It comes as no surprise that the President's Commission on Organized Crime has found mob links to the Teamsters. The union has been the focus of corruption charges for at least 30 years; three of its former presidents have gone to prison, and the current president, Jackie Presser, has been the target of a Justice Department strike force investigation and extensive grand jury proceedings. Still, the union continues to be dominated by men who, according to the commission, "have been firmly under the influence of organized crime since the '50s." What, other than continuing the investigations and prosecutions, can be done to change the situation?
One possibility is to focus on the election process within the union. Federal law requires labor organizations to elect their national leadership by one of two methods: members vote by secret ballot directly for the president, or they elect delegates to a convention that makes the selection.
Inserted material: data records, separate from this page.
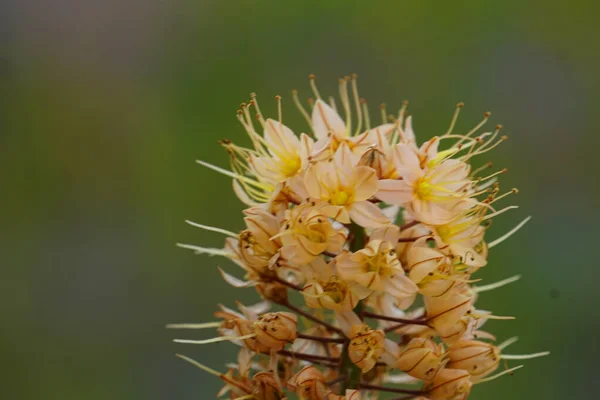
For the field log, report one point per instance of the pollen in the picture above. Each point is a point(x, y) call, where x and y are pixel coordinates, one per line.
point(320, 245)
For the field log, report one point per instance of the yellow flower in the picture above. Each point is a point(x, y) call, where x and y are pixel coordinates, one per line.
point(435, 193)
point(449, 384)
point(275, 330)
point(347, 187)
point(307, 231)
point(325, 289)
point(309, 384)
point(478, 358)
point(265, 386)
point(377, 268)
point(422, 358)
point(366, 346)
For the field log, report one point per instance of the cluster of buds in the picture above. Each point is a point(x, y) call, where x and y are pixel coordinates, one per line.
point(362, 245)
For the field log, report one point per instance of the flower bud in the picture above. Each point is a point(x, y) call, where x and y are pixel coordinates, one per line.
point(366, 346)
point(445, 312)
point(421, 359)
point(449, 384)
point(265, 387)
point(275, 292)
point(255, 247)
point(309, 384)
point(307, 232)
point(350, 395)
point(477, 358)
point(276, 329)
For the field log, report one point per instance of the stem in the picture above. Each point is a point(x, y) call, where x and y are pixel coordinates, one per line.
point(409, 225)
point(349, 369)
point(391, 390)
point(336, 380)
point(320, 338)
point(312, 317)
point(275, 278)
point(309, 357)
point(393, 319)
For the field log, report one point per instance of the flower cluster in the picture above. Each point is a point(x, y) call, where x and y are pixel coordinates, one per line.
point(363, 246)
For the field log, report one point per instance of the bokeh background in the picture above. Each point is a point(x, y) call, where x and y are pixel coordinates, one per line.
point(106, 105)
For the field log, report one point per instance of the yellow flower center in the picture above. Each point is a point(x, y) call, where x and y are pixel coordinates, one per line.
point(423, 189)
point(290, 166)
point(335, 289)
point(341, 198)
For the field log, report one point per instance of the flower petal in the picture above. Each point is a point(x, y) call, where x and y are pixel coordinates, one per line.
point(393, 191)
point(367, 215)
point(326, 120)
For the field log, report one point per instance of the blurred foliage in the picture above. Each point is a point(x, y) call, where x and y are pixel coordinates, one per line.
point(107, 104)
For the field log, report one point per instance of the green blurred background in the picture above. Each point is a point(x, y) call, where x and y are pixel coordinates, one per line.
point(106, 105)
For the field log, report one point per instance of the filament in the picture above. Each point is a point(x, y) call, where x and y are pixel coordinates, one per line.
point(212, 229)
point(509, 233)
point(203, 325)
point(215, 340)
point(496, 285)
point(524, 356)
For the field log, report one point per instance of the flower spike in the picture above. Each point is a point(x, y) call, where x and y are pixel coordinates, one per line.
point(376, 300)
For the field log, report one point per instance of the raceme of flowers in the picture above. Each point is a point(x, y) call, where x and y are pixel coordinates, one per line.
point(364, 245)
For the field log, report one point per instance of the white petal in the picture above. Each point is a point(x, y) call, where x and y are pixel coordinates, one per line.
point(396, 192)
point(367, 215)
point(326, 120)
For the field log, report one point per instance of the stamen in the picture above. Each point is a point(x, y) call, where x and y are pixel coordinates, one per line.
point(206, 250)
point(357, 104)
point(332, 103)
point(366, 113)
point(402, 112)
point(485, 166)
point(201, 366)
point(490, 316)
point(507, 342)
point(496, 285)
point(301, 108)
point(524, 356)
point(502, 171)
point(499, 212)
point(279, 112)
point(498, 142)
point(343, 88)
point(509, 233)
point(245, 397)
point(459, 106)
point(258, 113)
point(215, 340)
point(204, 325)
point(486, 116)
point(383, 113)
point(512, 191)
point(233, 175)
point(212, 229)
point(313, 85)
point(491, 378)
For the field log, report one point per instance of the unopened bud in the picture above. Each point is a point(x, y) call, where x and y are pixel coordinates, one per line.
point(276, 329)
point(366, 346)
point(477, 358)
point(309, 384)
point(449, 384)
point(265, 387)
point(421, 359)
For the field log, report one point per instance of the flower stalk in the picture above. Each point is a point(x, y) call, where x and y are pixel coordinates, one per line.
point(322, 243)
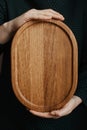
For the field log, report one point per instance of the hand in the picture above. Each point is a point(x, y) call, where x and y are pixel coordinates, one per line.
point(8, 29)
point(67, 109)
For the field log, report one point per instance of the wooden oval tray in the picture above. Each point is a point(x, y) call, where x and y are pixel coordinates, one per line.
point(44, 65)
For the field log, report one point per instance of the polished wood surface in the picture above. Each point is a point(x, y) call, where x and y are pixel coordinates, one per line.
point(44, 64)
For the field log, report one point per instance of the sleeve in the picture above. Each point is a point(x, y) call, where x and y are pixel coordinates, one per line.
point(82, 78)
point(3, 18)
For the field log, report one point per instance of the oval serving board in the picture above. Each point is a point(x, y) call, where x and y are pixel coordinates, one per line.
point(44, 65)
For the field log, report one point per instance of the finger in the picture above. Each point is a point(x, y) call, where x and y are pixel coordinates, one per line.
point(54, 13)
point(41, 17)
point(41, 114)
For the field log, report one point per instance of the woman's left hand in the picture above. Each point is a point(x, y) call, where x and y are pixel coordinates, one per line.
point(67, 109)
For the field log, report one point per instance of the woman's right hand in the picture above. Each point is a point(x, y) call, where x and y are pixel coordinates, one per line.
point(38, 15)
point(8, 29)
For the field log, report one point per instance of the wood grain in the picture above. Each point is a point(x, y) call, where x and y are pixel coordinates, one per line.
point(44, 64)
The Teamsters and one other national labor organization -- the Amalgamated Transit Union -- use a somewhat different method, which was described in detail in a recent article in this paper by Peter Perl. In these two unions, members vote for local officers, some of whom eventually become delegates to the national convention. In the case of the Teamsters, some local elections are held as long as 30 months before the national convention, and only 40 percent of those elected actually become delegates.
In 1966 the Labor Department approved this procedure, holding it consistent with the requirements of the law. That view was reaffirmed in 1971, but since the last year of the Carter administration, department officials, both career and appointed, have sought to reverse the ruling. So far, they have not succeeded, which may be due to the political clout of the Teamsters or to the legitimate objection that the law really is unclear.
Teamsters for a Democratic Union, an organization of union members fighting Mr. Presser, took another tack by asking a federal court to require timely and direct elections for president. But this week, the TDU suit was dismissed for the procedural reason that the law does not authorize pre- election court challenges. An action can be refiled after the next election in May.
There is a third way to address this problem, and that is in Congress. Labor Department officials do not recall any recent efforts in the legislature to amend the Landrum-Griffin law and clarify the rules for union elections. Arthur Fox, a lawyer for the TDU, claims that the Teamsters' aberrational election process "is the method they have used to have a string of bad apples elected." Requiring a truly democratic procedure for electing the union president might make an important difference. If the department and the courts are unable or unwilling to act, Congress has an obligation to do so. The labor committees in both houses should start the ball rolling.